The UK home secretary unveiled plans in Parliament on Jan. 26 for a new National Police Service (NPS), which is modeled on the FBI and will take over the fight against terrorism and organized crime in the UK.
The NPS would replace the National Crime Agency, which covers England and Wales, although it would also have a UK-wide role.
The document states that the government would invest 115 million pounds ($157 million) over the next three years “to enable the rapid and responsible adoption of [artificial intelligence] and automation technologies by the police.”
A new National Centre for AI in Policing, known as Police.AI, would be created.
The number of facial recognition camera vehicles would be increased from 10 to 50.
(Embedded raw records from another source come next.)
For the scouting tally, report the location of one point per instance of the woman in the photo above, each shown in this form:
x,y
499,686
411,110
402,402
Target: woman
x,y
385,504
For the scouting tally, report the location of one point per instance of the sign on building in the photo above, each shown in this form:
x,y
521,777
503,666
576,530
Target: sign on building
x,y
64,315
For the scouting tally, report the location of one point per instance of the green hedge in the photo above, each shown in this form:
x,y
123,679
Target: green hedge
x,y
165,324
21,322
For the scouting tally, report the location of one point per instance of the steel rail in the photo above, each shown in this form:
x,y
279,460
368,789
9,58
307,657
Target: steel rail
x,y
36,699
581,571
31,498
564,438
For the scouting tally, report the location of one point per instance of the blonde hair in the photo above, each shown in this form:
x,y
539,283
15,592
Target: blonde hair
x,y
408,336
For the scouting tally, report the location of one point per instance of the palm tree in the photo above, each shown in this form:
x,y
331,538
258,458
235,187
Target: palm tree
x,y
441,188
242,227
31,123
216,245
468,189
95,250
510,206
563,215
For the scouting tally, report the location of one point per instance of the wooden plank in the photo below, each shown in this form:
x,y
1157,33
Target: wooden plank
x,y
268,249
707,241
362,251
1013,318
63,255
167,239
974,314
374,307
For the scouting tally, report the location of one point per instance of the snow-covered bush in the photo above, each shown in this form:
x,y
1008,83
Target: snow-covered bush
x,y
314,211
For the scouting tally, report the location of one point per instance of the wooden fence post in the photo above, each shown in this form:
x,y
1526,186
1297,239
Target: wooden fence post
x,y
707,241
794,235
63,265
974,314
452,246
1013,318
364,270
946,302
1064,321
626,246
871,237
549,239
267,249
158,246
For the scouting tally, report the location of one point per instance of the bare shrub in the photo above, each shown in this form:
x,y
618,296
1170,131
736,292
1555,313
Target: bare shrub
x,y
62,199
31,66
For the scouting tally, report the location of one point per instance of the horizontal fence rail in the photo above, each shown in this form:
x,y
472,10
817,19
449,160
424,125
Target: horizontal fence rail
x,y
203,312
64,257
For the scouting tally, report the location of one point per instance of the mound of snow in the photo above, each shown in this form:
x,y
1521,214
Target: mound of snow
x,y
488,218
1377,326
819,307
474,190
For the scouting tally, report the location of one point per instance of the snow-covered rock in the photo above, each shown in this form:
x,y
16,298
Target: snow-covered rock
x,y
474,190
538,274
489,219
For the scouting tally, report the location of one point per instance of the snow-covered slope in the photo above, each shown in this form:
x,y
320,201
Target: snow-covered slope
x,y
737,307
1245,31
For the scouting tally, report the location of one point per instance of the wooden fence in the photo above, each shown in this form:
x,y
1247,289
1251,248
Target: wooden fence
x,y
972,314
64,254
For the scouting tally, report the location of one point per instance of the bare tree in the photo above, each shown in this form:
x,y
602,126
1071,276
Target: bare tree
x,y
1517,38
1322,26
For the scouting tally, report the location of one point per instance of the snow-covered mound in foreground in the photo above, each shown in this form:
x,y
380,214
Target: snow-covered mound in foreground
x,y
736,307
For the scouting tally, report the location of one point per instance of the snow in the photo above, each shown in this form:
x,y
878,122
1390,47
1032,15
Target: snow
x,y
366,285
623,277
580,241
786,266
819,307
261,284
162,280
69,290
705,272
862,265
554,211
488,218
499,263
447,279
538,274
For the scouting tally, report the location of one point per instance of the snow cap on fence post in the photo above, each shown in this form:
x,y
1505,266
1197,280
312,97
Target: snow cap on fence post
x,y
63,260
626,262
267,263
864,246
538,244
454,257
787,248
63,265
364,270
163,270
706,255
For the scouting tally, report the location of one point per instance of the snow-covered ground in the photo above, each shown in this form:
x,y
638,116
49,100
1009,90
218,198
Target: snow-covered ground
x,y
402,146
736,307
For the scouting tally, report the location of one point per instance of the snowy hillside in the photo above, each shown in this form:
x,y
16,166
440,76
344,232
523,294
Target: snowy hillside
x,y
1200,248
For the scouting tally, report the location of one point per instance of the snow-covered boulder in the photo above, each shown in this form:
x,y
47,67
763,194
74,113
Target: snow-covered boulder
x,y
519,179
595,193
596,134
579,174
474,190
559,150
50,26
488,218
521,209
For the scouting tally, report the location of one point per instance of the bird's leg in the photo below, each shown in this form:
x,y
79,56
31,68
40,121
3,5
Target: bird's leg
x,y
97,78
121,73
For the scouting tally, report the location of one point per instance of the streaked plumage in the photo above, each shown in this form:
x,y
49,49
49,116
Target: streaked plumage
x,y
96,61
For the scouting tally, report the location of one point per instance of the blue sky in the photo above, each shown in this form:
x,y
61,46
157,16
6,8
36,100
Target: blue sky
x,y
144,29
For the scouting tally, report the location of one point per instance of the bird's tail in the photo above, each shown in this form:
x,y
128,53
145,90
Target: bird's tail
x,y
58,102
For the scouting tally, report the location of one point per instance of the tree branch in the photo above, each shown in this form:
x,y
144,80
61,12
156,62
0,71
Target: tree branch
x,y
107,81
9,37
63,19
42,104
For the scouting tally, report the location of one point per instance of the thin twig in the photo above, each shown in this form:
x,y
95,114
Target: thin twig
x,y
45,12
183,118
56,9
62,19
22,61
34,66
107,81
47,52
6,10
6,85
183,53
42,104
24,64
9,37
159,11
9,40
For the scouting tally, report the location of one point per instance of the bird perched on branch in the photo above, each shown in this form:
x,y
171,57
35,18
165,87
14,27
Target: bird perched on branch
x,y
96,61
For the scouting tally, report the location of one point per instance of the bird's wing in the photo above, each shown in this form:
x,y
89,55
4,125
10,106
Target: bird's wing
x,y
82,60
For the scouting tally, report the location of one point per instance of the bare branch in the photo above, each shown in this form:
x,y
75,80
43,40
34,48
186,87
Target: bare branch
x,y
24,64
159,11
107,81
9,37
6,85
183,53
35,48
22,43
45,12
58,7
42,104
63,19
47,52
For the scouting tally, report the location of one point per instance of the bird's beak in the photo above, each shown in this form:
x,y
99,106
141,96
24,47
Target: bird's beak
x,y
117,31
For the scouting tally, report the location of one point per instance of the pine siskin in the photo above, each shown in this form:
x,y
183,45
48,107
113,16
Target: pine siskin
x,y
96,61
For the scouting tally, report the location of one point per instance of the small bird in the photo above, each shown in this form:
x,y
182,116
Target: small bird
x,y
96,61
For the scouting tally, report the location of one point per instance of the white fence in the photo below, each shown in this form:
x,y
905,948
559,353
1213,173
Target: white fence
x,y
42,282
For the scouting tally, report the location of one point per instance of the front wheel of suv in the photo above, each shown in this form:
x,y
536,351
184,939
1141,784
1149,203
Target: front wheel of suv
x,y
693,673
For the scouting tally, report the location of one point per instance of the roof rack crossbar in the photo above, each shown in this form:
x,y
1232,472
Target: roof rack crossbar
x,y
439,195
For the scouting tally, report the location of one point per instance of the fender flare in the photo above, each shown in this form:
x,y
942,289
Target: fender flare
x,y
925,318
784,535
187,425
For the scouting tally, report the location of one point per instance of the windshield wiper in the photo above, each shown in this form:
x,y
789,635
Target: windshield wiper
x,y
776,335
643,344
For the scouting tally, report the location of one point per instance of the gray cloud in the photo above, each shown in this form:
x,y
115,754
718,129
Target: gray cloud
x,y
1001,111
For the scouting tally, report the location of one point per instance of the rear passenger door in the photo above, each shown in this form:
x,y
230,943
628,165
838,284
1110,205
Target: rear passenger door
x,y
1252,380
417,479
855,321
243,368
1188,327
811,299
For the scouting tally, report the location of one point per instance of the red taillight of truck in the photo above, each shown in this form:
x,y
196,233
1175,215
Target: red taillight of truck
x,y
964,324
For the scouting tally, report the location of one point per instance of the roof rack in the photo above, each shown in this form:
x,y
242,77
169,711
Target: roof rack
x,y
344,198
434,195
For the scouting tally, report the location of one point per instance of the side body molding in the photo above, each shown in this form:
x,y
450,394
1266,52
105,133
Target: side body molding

“A hundred years ago, fingerprinting was decried as curtailing our civil liberties, but today we could not imagine policing without it,” Mahmood said.
“I have no doubt that the same will prove true of facial recognition technology in the years to come.”

There is currently no dedicated statute governing police use of facial recognition in England and Wales.
Earlier in January, Eleanor “Nell” Watson, a leading researcher and adviser on AI ethics and transparency, criticized the increased deployment of surveillance technology.
Mahmood also announced plans to scrap the existing 43 police constabularies in England and Wales, which would be reorganized into a dozen regional forces.
“Policing is not broken, as some might have us believe,” she told the House of Commons on Jan. 26. “Last year, the police made over three-quarters of a million arrests, 5 percent more than the year before.”
‘Epidemic of Everyday Crime’
“However, across the country, things feel very different,” Mahmood said. “Communities are facing an epidemic of everyday crime that all too often seems to go unpunished, and criminals know it. Theft has risen by 72 percent since 2010, phone theft is up 58 percent.”The current 43 police forces in England and Wales were set up in 1974, but Mahmood said the world has changed dramatically.
“Criminals are operating online and across borders with greater sophistication than ever before, be they drug smugglers, people traffickers or child sexual abusers,” Mahmood said.
“The world has changed dramatically since policing was last fundamentally reformed over 50 years ago. Policing remains the last great unreformed public service.”
There were plans to merge police forces 20 years ago, but the idea was dropped by the Labour government of then-Prime Minister Tony Blair.
Labour won a general election in the UK last year, and Mahmood was installed as home secretary, tasked with sorting out the UK’s police and prisons.
Criticism of ‘Mega-Forces’
The opposition Conservative Party’s shadow home secretary, Chris Philp, criticized the plan to reduce the number of police forces from 43 to 12 and said it would create forces that would be too big.“Such huge forces will be remote from the communities they serve,“ Philp said. ”Resources will be drawn away from villages and towns towards large cities.”
He noted that the Metropolitan Police, the UK’s largest police force, had the worst crime-solving rates.
“That goes to show that large scale does not automatically deliver better results, and therefore we will oppose the mandated merger of county forces into remote regional mega-forces,” Philp said.
Member of Parliament Pete Wishart, of the Scottish National Party, said: “Over the weekend, the home Secretary was trailing this proposal as a British FBI.
“While it might indeed be their FBI, British it most definitely is not, as it applies only to England and Wales.”
“In Scotland, we are immensely proud of our culture and ethos of policing by consent and the fact that we have the lowest crime rates in the whole of the UK,” Wishart said. “The last thing we want is this creeping Americanization.”
He demanded to know what powers the NPS would have in Scotland.
Mahmood said NPS would cover the whole of the UK.
“In England and Wales, it will have full operational powers and will be able to carry out its law enforcement activities,” she said.
“But in Scotland and Northern Ireland, it will carry out operations only with the agreement of the legally designated authority.”